In the summer of 2017, nearly three years into our relationship, Tom and I moved in together into a two-bedroom apartment in Washington Heights. At the end of a quiet red brick–lined block with windows overlooking the Hudson River, our new home was about as far from Red Hook and Bushwick as you could get while still living in New York. It was there I came to find that Red Hook hadn’t been the home I thought it was, even before it fell apart. Because this was.
With its uneven wooden floors, glass doorknobs, and an archway leading into the living room from which we could see the sun setting over the river every night—coming home always felt like “a hit, a score.” For months after we moved, I would come through the door, kick off my shoes, and throw my hands in the air to exclaim, “I love living here!” A wide blue couch would catch me in the living room. The new apartment was full of natural light, and it was also where I have laughed every single day since we moved in, because Tom lives there too.
One of the rules of the soup diet was that I was allowed to eat soft-boiled eggs, but only in the soup. A few times, when I just couldn’t bear to eat soup for breakfast again, I cheated and ate just the eggs—but it felt wrong every time, as if even the slightest deviation from the diet was undoing any progress I might have made toward feeling better. In the end, the soup didn't help me, but it's not because I broke any rules. And three years later, I still have SIBO. But I do feel better, most days.

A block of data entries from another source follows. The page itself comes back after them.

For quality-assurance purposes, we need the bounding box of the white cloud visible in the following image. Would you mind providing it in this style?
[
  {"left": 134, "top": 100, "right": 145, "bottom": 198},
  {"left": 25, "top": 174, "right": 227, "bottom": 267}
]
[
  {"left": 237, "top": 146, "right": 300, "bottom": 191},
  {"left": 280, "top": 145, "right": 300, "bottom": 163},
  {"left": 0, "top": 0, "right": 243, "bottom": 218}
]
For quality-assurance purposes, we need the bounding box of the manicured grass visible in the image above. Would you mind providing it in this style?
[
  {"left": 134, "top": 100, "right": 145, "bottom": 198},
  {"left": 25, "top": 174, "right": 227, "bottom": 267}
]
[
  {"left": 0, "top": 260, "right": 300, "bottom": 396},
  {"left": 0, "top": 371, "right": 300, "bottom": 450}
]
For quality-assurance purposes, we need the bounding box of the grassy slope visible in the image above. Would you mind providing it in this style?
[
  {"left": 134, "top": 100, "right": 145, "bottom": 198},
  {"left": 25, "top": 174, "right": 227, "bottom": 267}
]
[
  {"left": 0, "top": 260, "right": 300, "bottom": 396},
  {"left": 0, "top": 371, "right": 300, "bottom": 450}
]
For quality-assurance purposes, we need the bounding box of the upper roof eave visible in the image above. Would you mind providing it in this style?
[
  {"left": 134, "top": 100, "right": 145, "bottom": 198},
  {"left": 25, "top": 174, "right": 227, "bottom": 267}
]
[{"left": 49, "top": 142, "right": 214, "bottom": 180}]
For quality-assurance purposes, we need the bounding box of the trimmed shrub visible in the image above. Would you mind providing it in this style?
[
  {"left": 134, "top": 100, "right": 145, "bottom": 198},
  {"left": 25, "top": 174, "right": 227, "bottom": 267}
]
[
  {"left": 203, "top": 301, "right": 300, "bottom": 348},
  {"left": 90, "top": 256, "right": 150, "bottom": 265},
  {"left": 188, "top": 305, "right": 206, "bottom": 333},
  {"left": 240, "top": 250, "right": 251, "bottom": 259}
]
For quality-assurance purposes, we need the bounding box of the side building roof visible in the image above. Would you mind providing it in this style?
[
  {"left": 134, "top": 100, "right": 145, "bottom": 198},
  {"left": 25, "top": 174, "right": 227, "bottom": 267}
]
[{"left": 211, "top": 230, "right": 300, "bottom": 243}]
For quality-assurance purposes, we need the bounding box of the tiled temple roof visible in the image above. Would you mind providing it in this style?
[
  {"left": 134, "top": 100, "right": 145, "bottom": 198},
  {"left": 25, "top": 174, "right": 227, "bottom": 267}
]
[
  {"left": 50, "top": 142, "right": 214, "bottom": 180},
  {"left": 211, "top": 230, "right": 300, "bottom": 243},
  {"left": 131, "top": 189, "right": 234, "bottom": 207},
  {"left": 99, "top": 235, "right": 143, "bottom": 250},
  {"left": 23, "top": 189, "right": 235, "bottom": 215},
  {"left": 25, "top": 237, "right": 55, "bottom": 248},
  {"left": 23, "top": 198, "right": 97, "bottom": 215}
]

I've since learned that food is neither a cure nor something to fear. To this day, breakfast is still my favorite meal, but the most complicated for me. All of the best breakfast foods now come associated with a label that my particular experience with SIBO has attached to it. For my body, gluten and dairy are “inflammatory,” coffee “causes stress,” raw fruit and nuts (the latter of which comprise most nondairy alternatives) cause real pain, I’m not supposed to eat eggs or pork (read: sausage and bacon) because a blood test told me so, and don’t even get me started on any form of sugar. Sometimes I ignore all these rules and eat sausage, egg, and cheese bagels for a week straight. Other times I eat (gluten-free) oatmeal or coconut milk chia pudding for breakfast for days on end and miss the bagels.
Yet there is the rare time I find an elusive balance.
A few weeks ago, I made breakfast for Tom to celebrate a year since he proposed to me at home on the blue couch in the living room of the apartment we both love so much. That Saturday morning, I set our dining table with some of the dinnerware we had received as an early gift from our wedding registry and served French toast with bacon. The challah bread was special-ordered and gluten-free, the bacon was pasture-raised from a CSA, and the maple syrup was organic. I skipped the butter, but it tasted just like the French toast served at celebratory breakfasts of my past—only this time, there were no symptoms. No soup, either.